Python3+@njit faster than julia (rs)

Consider the simple following test:

julia> using Chairmarks

julia> function test(f, m)
           size = length(f)
           for i in 1:size
               for j in 1:size
                   dij = m[i,j]
                   f[i] = dij
                   f[j] = -dij 
               end
           end
           return f
       end
test (generic function with 1 method)

julia> f = zeros(1000); m = rand(1000,1000);

julia> @b test($f, $m)
797.525 μs

The same runs faster in python, using the numba @njit:

In [9]: import numpy as np

In [10]: from numba import njit, prange

In [11]: @njit(parallel=False, fastmath=False)
    ...: def test(f, m):
    ...:     size = len(f)
    ...:     for i in prange(size):
    ...:         for j in prange(size):
    ...:             dij = m[i,j]
    ...:             f[i] = dij
    ...:             f[j] = -dij
    ...:     return f
    ...: 

In [13]: f = np.zeros(1000)

In [14]: m = np.random.random((1000,1000))

In [15]: %timeit test(f,m)
455 µs ± 2.97 µs per loop (mean ± std. dev. of 7 runs, 1,000 loops each)

I know how to rewrite the code in Julia to use @turbo and make that faster in this case, that is not the point. Is there a good reason for the Julia compiler not doing the same job as the @njit compiler here? Or is there other reason for the difference?

(@inbounds only does not make a difference there)

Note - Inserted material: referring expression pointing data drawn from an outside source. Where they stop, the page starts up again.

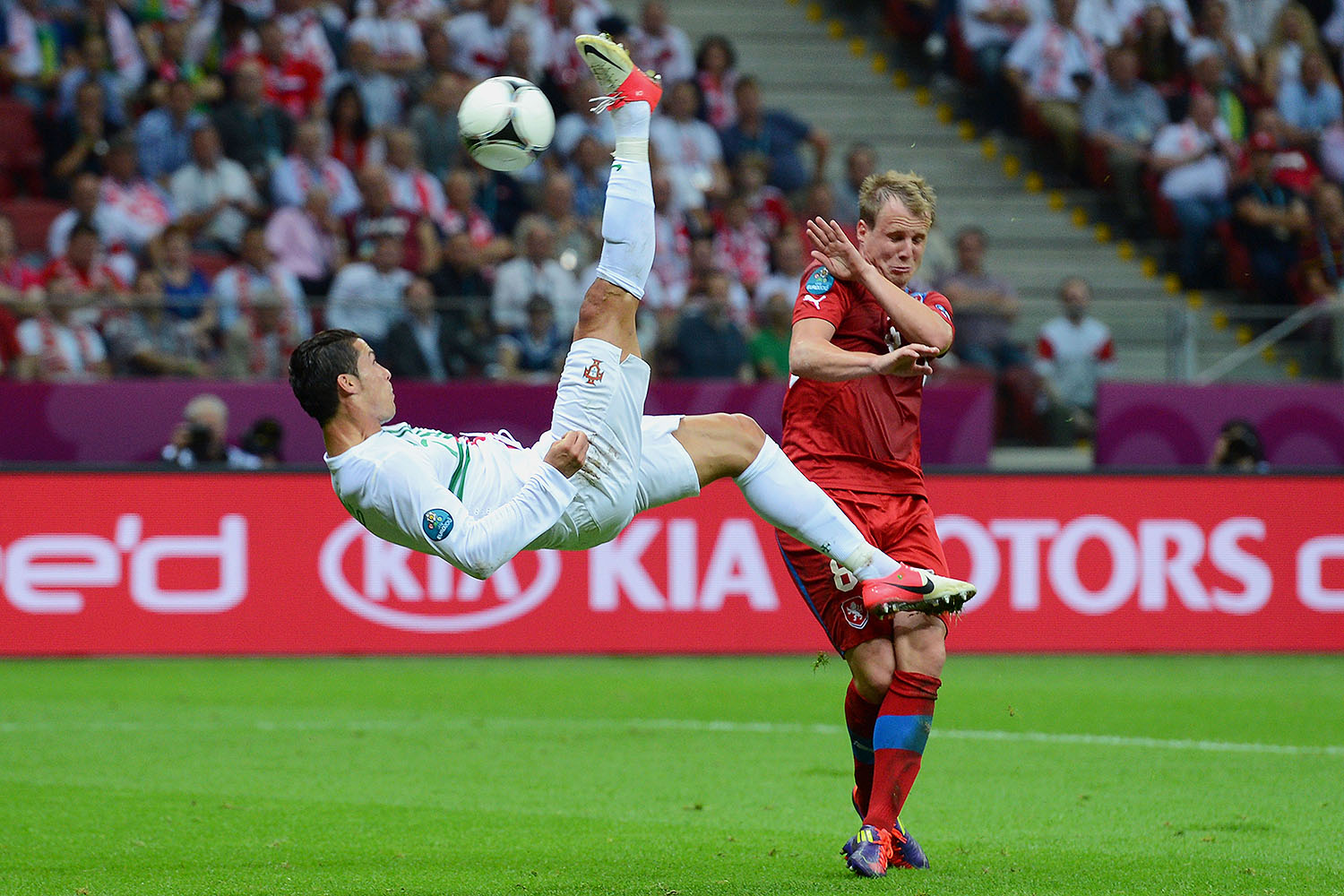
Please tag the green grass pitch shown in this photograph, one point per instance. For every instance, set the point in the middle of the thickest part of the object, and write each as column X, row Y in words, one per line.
column 660, row 777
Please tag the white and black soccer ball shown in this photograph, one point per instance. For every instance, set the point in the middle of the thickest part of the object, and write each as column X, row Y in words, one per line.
column 505, row 123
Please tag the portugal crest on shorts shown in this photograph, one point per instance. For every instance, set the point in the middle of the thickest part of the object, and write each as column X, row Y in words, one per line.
column 437, row 524
column 855, row 613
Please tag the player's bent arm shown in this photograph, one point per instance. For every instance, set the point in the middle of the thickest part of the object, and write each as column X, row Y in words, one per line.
column 478, row 544
column 917, row 322
column 814, row 357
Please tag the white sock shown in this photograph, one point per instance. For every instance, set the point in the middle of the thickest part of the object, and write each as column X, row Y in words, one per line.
column 628, row 220
column 790, row 501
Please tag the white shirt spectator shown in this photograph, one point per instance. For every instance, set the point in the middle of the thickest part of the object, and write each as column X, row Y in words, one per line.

Reversing the loops gave me a significant performance spead-up in julia:

# your original function
julia> @btime test($f, $m);
  1.945 ms (0 allocations: 0 bytes)


julia> function test2(f, m)
                 size = length(f)
                 for j in 1:size
                     for i in 1:size
                         dij = m[i,j]
                         f[i] = dij
                         f[j] = -dij 
                     end
                 end
                 return f
             end
test2 (generic function with 1 method)

julia> @btime test2($f, $m);
  799.093 μs (0 allocations: 0 bytes)

Oh, yes, of course… dumb. Thanks.

I am wondering if julia is now on par with numba ?

Yes it is. But my actual code is different from that, and I may update the post if I don´t find the reason for the difference now.

Surprisingly even with “julia -O3”, the loops in test(f,m) are apparently not reordered.

Loop re-ordering is a very hard compiler optimization. LLVM currently does not do very much/well for loop optimizations like this.

Isn’t this the performance tip Access arrays in memory order, along columns? You’re looping over m[i,j] in the row-major order, which is better for languages like C and Python, while column-major is what Fortran and Julia use. Having the same exact code for Julia/Fortran and C/Python is pretty much guaranteed to favour one set of languages over the other when there’s this pattern.

Yes, of course, I’m simplifying another code where I have the performance issue and ended with that MWE. But it does not capture the original problem, which I’ll have to dig further.

Isn’t this what LoopModels is supposed to do? That said, since Chris has moved to Modular I have a nagging suspicion that LoopModels probably won’t see much more development :pensive_face:.

Oh no! Damn the Python universe, it just drowns out everything.